The AuthenticationFailureDetector is where state is managed. We use Flink’s ValueState to store the failure count and a ProcessingTimeTimer to clear the state after a period of inactivity, which is crucial to prevent unbounded state growth.

// src/main/java/com/mycorp/security/flink/operators/AuthenticationFailureDetector.java
package com.mycorp.security.flink.operators;

import com.mycorp.security.flink.events.WebAuthnEvent;
import com.mycorp.security.flink.events.SecurityFinding;

import org.apache.flink.api.common.state.StateTtlConfig;
import org.apache.flink.api.common.state.ValueState;
import org.apache.flink.api.common.state.ValueStateDescriptor;
import org.apache.flink.api.common.time.Time;
import org.apache.flink.configuration.Configuration;
import org.apache.flink.streaming.api.functions.KeyedProcessFunction;
import org.apache.flink.util.Collector;
import org.slf4j.Logger;
import org.slf4j.LoggerFactory;

public class AuthenticationFailureDetector extends KeyedProcessFunction<String, WebAuthnEvent, SecurityFinding> {

    private static final Logger LOG = LoggerFactory.getLogger(AuthenticationFailureDetector.class);

    private final int maxFailures;
    private final long timeWindowSeconds;

    // Keyed state to store the count of failures for each source IP.
    private transient ValueState<Long> failureCountState;
    // Keyed state to store the timestamp of the first failure in a window.
    private transient ValueState<Long> firstFailureTimestampState;

    public AuthenticationFailureDetector(int maxFailures, long timeWindowSeconds) {
        this.maxFailures = maxFailures;
        this.timeWindowSeconds = timeWindowSeconds;
    }

    @Override
    public void open(Configuration parameters) {
        // A common pitfall is not configuring TTL for state.

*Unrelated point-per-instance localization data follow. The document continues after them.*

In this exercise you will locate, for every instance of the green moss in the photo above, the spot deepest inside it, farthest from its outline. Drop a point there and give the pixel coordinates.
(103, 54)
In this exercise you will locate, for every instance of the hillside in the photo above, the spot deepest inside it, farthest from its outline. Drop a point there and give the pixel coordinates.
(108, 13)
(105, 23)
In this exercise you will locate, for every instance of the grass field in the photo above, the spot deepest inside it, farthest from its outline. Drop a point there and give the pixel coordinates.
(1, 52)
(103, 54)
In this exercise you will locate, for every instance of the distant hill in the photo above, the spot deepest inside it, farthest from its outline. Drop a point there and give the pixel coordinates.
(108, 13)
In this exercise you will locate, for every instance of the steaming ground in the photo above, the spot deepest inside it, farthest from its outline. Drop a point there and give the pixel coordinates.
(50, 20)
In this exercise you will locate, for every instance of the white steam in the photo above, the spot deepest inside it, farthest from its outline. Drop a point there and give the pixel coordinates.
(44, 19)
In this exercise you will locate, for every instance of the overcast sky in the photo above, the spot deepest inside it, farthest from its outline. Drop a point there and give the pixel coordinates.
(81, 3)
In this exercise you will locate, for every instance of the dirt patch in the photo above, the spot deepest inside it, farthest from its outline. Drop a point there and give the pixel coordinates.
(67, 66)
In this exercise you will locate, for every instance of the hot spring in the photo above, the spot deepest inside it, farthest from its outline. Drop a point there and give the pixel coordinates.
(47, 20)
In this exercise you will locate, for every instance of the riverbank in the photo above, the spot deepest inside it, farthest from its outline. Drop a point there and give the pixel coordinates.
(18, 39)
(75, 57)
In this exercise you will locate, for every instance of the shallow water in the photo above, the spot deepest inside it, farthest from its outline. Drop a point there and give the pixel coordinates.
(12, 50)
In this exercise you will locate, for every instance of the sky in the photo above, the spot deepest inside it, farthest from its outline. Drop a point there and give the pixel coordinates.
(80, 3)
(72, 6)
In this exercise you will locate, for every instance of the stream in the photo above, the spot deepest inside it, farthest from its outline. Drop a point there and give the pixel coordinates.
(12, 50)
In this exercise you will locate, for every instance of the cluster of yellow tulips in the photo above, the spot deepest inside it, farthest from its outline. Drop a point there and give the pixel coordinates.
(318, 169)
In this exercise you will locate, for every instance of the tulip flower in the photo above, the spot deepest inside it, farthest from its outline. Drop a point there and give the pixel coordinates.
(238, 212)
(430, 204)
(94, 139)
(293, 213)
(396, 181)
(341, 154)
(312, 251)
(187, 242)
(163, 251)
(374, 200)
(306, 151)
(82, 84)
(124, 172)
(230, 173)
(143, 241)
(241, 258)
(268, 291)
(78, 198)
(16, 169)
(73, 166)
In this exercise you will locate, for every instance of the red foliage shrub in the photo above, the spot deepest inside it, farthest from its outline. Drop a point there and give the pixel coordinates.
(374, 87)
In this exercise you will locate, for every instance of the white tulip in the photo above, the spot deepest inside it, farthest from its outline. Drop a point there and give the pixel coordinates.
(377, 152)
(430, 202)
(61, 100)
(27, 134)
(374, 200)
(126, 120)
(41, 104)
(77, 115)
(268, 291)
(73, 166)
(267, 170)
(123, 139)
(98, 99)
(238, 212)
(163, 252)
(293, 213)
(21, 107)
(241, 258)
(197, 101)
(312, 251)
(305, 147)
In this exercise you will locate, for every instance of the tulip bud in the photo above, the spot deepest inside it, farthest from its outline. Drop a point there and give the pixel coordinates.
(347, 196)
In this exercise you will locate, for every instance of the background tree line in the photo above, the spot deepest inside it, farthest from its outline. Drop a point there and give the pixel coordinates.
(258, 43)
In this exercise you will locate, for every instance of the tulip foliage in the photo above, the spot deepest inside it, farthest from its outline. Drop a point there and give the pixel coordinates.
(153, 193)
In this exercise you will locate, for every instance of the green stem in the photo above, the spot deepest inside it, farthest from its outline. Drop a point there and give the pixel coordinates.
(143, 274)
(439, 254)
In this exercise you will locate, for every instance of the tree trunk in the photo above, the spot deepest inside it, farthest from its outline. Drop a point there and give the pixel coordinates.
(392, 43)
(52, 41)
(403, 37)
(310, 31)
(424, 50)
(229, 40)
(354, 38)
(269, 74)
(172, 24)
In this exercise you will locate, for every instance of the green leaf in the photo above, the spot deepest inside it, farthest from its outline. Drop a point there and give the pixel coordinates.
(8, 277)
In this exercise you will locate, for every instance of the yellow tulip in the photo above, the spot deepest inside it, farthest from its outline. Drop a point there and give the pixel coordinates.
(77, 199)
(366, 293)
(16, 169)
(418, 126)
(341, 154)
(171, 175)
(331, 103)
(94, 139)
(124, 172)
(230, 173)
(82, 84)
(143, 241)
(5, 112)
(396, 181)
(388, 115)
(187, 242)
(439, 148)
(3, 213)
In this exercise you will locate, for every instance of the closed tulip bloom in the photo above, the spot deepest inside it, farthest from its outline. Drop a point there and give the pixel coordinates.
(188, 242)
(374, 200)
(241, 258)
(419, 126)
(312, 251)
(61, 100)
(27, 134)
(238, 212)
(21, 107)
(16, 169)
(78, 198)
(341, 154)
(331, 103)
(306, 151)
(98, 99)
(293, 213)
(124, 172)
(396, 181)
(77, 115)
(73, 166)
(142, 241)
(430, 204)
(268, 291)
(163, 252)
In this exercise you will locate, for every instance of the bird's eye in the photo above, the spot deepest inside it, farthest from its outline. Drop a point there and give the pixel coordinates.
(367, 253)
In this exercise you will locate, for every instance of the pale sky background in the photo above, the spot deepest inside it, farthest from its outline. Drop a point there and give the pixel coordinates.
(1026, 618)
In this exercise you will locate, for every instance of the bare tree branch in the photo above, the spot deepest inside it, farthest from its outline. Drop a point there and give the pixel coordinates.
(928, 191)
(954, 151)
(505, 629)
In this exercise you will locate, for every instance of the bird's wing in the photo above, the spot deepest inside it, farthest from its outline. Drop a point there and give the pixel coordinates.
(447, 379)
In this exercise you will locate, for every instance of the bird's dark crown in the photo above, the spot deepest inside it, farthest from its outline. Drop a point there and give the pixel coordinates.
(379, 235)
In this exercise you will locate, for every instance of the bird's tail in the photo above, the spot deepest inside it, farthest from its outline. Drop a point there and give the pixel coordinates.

Without this,
        // state for inactive keys would live forever, leading to unbounded state growth.
        StateTtlConfig ttlConfig = StateTtlConfig
            .newBuilder(Time.seconds(timeWindowSeconds * 2)) // Keep state for twice the window length
            .setUpdateType(StateTtlConfig.UpdateType.OnCreateAndWrite)
            .setStateVisibility(StateTtlConfig.StateVisibility.NeverReturnExpired)
            .build();

        ValueStateDescriptor<Long> countDescriptor = new ValueStateDescriptor<>("failure-count", Long.class);
        countDescriptor.enableTimeToLive(ttlConfig);
        failureCountState = getRuntimeContext().getState(countDescriptor);

        ValueStateDescriptor<Long> timestampDescriptor = new ValueStateDescriptor<>("first-failure-timestamp", Long.class);
        timestampDescriptor.enableTimeToLive(ttlConfig);
        firstFailureTimestampState = getRuntimeContext().getState(timestampDescriptor);
    }

    @Override
    public void processElement(WebAuthnEvent event, Context ctx, Collector<SecurityFinding> out) throws Exception {
        if (!event.eventType.equals("AUTHENTICATION") || !event.status.equals("FAILURE")) {
            return; // We only care about authentication failures.
        }

        Long currentCount = failureCountState.value();
        if (currentCount == null) {
            currentCount = 0L;
        }

        long newCount = currentCount + 1;
        failureCountState.update(newCount);

        if (currentCount == 0) {
            // This is the first failure in a potential series.
            long firstFailureTimestamp = ctx.timestamp() != null ? ctx.timestamp() : System.currentTimeMillis();
            firstFailureTimestampState.update(firstFailureTimestamp);
            
            // Set a timer to clean up state if no more failures occur.
            // This is a failsafe in addition to TTL.
            ctx.timerService().registerProcessingTimeTimer(ctx.timerService().currentProcessingTime() + timeWindowSeconds * 1000L);
        }

        if (newCount >= maxFailures) {
            Long firstFailureTimestamp = firstFailureTimestampState.value();
            if (firstFailureTimestamp != null) {
                long currentTime = ctx.timestamp() != null ? ctx.timestamp() : System.currentTimeMillis();
                if (currentTime - firstFailureTimestamp <= timeWindowSeconds * 1000L) {
                    LOG.warn("High failure rate detected for IP: {}", ctx.getCurrentKey());
                    out.collect(new SecurityFinding(
                        "HIGH_AUTH_FAILURE_RATE",
                        ctx.getCurrentKey(),
                        "Detected " + newCount + " failures within " + timeWindowSeconds + " seconds.",
                        System.currentTimeMillis()
                    ));

                    // Reset the state to avoid firing continuous alerts for the same event series.
                    clearState();
                }
            }
        }
    }

    @Override
    public void onTimer(long timestamp, OnTimerContext ctx, Collector<SecurityFinding> out) throws Exception {
        // The timer fires after the window has passed since the first failure.
        // We can now safely clear the state for this key.
        Long firstFailureTs = firstFailureTimestampState.value();
        if (firstFailureTs != null && timestamp >= firstFailureTs + timeWindowSeconds * 1000L) {
            clearState();
        }
    }

    private void clearState() {
        failureCountState.clear();
        firstFailureTimestampState.clear();
    }
}

The Chef Cookbook for Declarative Deployment

Managing this Flink application on EKS via Chef involves a cookbook that templates Kubernetes manifests and applies them. This bridges the gap between Chef’s attribute-driven configuration and Kubernetes’s declarative API.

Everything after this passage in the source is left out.